Il convient toutefois de souligner que les activités de service à la personne, eu égard à la place centrale qu’y occupe le lien humain, ne se prêteront sans doute pas à une substitution très large du personnel par des robots, ce qui est heureux. Le Gouvernement est d’ailleurs bien plus attaché à la complémentarité de ces solutions qu’à leur opposition.
L’État entend donc poursuivre son accompagnement d’initiatives dans ce domaine : il a lancé un projet d’open data concernant sa base de données sur les services à la personne, avec pour possible débouché la mise à disposition du public et des opérateurs des données anonymisées de la filière à relativement brève échéance. Ce projet rejoint en tout point la préoccupation du Sénat exprimée au travers de la recommandation n° 4 du rapport, concernant l’importance d’élaborer des politiques d’utilisation de la donnée publique et privée.

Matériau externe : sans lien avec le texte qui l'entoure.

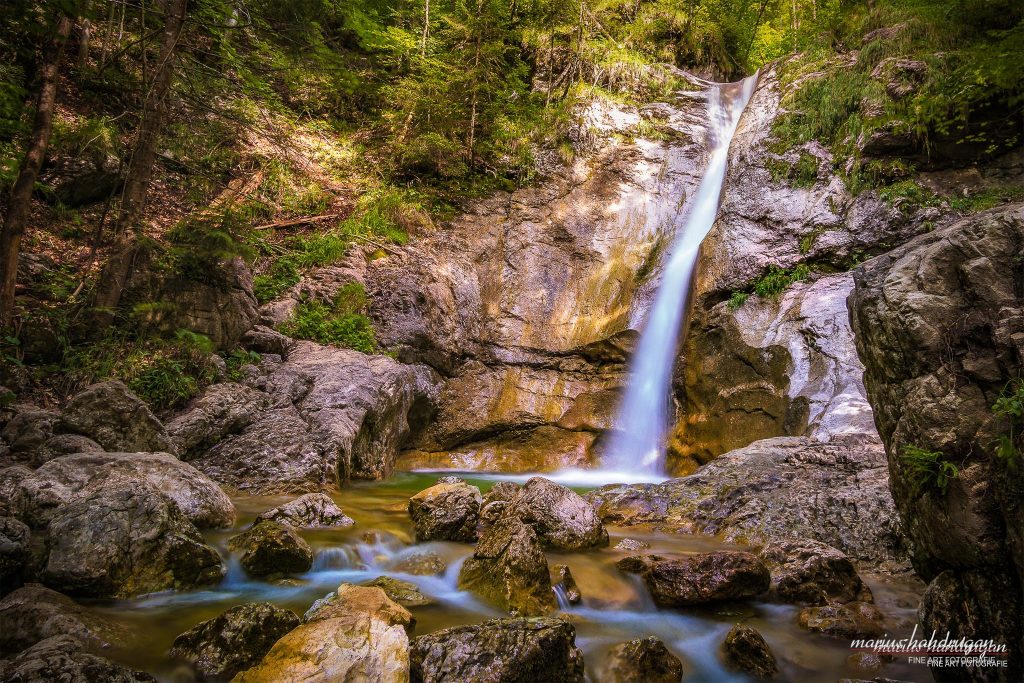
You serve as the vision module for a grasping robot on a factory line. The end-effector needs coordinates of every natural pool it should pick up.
[95,473,932,683]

Cette même prise en compte des femmes et des hommes salariés d’un secteur touché par la révolution numérique a également conduit le Gouvernement à mieux réguler l’activité des plateformes.
La numérisation des différentes filières, via notamment le développement rapide de plateformes, permet de dynamiser l’offre et de favoriser le fonctionnement d’un marché longtemps réservé à quelques opérateurs. Le Gouvernement a lancé un chantier transverse sur l’émergence des plateformes et leur impact en termes de création de valeur et d’emplois. Des mesures de simplification de la réglementation existante seront proposées pour accompagner ce mouvement, notamment dans le secteur des services à la personne, où ces nouveaux acteurs renouvellent un modèle économique trop fragile, car les marges y sont trop faibles, mais également dans les domaines de la mobilité ou de la logistique, auxquels le rapport sénatorial fait à de multiples reprises référence.
Un chantier doit par ailleurs être lancé, sur la base de l’habilitation que confère au Gouvernement l’article 48 de la loi d’orientation des mobilités, visant à clarifier et à encadrer la représentation des travailleurs au sein des sociétés de plateformes de services, afin notamment de refléter l’impact des nouvelles technologies de la donnée sur les conditions de travail. Cette préoccupation du Gouvernement rejoint très directement celle qui est exprimée au travers de la recommandation n° 9 du rapport du Sénat.
Mesdames, messieurs les sénateurs, je vous remercie de votre écoute. Je suis très heureux de participer avec vous à ce débat et je m’attacherai à répondre aux questions que vous voudrez bien me poser.